By KATHERINE LEWIS
Thursday, April 24, 2008
It´s the worst time of the year for Lyle Farmar.
It is the time of year when the Collier County Education Association, which represents 80 percent of the district´s teachers, begins to learn about those first-, second- and third-year teachers who will not be asked back next year.
But Farmar, who serves as the service unit director for the teacher´s union, has noticed something different this year.
“There are more teachers whose contracts are not being renewed than ever before,” he said. “I would say I have been contacted by 35 to 40 of them, and I would say there are at least 60. ... I think it is the district´s way of saying here´s how we get rid of people before a (reduction in force).”
According to the contract between teachers and the district, administrative officials can dismiss a teacher at the end of his or her first, second or third year of teaching for any reason.
But Allun Hamblett, executive director of human resources for the district, said he thinks 60 non-renewals sounds “bizarre.” Hamblett said he did not know how many teachers received non-renewals, but said some of those teachers could resign as annual contract teachers, which would factor into the figure.
Hamblett said the district is not reducing its workforce by not renewing contracts.
“We do have teaching positions we are concerned about,” he said. “And if we have to make cuts, it would be annual contract teachers first, but we aren´t cutting people now.”
Hamblett said there are some secondary school issues the district is working on in regard to teachers.
But Farmar said it goes beyond that. He showed the Daily News a copy of an elementary school teacher´s review dated March 25 that showed the teacher received high marks from her superior. But about two weeks later, the same teacher received a letter that her contract was not going to be renewed.

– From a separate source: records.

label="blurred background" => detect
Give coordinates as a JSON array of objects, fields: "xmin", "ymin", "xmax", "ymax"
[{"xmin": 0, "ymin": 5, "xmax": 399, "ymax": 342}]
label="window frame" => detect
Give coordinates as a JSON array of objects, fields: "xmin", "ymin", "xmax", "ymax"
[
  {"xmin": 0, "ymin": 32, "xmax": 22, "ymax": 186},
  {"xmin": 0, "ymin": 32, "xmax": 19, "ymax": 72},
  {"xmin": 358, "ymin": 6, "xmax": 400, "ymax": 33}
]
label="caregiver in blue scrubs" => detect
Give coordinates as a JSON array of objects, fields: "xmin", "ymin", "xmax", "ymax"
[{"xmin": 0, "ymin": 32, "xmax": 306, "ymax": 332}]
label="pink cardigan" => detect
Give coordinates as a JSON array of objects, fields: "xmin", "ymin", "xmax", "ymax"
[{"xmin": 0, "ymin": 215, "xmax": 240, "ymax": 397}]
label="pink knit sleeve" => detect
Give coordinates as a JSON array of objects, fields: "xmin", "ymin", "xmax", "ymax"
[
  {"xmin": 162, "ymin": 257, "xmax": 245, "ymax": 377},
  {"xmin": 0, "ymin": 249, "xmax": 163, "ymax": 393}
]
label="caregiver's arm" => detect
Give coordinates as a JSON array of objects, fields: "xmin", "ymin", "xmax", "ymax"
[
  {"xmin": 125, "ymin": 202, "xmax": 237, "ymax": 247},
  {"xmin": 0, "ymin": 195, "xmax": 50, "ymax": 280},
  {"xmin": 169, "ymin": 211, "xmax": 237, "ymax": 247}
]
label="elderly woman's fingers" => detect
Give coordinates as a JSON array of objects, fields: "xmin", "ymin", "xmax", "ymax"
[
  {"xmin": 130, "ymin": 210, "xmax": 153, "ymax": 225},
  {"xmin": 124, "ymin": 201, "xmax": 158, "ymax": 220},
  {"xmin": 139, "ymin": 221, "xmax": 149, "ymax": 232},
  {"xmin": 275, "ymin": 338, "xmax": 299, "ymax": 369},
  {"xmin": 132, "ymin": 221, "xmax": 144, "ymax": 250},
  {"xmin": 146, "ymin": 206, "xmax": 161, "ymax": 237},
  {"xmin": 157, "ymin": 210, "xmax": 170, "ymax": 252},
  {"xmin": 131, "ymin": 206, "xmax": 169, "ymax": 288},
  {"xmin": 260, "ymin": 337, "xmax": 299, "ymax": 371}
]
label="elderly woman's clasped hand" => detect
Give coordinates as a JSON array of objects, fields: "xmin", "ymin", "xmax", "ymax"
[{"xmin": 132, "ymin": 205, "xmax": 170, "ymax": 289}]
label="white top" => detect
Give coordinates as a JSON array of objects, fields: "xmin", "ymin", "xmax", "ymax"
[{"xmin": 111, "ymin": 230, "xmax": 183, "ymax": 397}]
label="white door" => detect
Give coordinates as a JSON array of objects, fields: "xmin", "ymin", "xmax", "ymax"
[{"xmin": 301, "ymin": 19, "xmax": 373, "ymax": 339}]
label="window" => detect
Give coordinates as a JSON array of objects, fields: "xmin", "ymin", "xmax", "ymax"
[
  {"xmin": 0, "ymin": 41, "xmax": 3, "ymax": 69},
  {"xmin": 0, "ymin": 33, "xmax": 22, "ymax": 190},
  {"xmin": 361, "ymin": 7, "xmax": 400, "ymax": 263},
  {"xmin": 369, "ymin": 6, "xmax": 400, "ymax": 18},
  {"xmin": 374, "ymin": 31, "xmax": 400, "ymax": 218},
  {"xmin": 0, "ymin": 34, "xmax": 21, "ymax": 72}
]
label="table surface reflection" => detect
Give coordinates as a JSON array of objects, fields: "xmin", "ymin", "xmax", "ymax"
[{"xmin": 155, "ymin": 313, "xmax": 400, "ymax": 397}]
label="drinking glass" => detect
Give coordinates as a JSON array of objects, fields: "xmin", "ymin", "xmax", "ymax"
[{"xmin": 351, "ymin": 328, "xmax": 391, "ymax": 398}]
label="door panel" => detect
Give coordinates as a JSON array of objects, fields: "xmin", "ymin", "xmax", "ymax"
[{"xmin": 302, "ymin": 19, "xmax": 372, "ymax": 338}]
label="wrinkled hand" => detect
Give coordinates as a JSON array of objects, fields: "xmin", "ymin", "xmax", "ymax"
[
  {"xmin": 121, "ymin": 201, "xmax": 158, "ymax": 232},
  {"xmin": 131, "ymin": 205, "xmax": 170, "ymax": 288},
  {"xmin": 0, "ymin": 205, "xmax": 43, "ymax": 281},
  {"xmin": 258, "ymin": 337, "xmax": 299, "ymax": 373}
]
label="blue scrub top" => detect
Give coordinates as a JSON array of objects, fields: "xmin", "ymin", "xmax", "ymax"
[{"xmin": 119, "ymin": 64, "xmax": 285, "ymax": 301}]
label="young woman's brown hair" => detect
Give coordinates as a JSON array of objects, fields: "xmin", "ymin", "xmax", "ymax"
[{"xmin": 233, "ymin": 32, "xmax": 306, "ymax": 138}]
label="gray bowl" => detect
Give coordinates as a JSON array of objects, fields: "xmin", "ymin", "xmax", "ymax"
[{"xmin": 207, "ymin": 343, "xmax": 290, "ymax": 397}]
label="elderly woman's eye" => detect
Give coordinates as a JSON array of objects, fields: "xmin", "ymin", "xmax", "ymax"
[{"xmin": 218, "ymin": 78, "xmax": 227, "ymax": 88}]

Farmar did not identify the teacher in question.
“These teachers have done everything asked of them. They are exceptional, and they are not getting renewed,” he said.
Hamblett said an evaluation does not completely reflect why a teacher would not be asked back. He said there could be other issues, including professional practice issues, that could not be resolved and would lead the district to not renew a contract.
Hamblett said the district needs to ensure that it has the best teachers in place at the end of their three years of annual contracts because after a teacher has been in the district four years, it is harder to weed out the bad because teachers are guaranteed a spot.
“We need to have the best teachers in the different positions,” he said. “Once you have that fourth year, you essentially have a contract for life. It is times like the one we are going through now where we need to make sure we have good standards for our teachers.”
Collier County will not hold a job fair this year either as a result of a declining student enrollment. Last year, the district brought about 200 new teachers in for interviews as part of its hiring fair.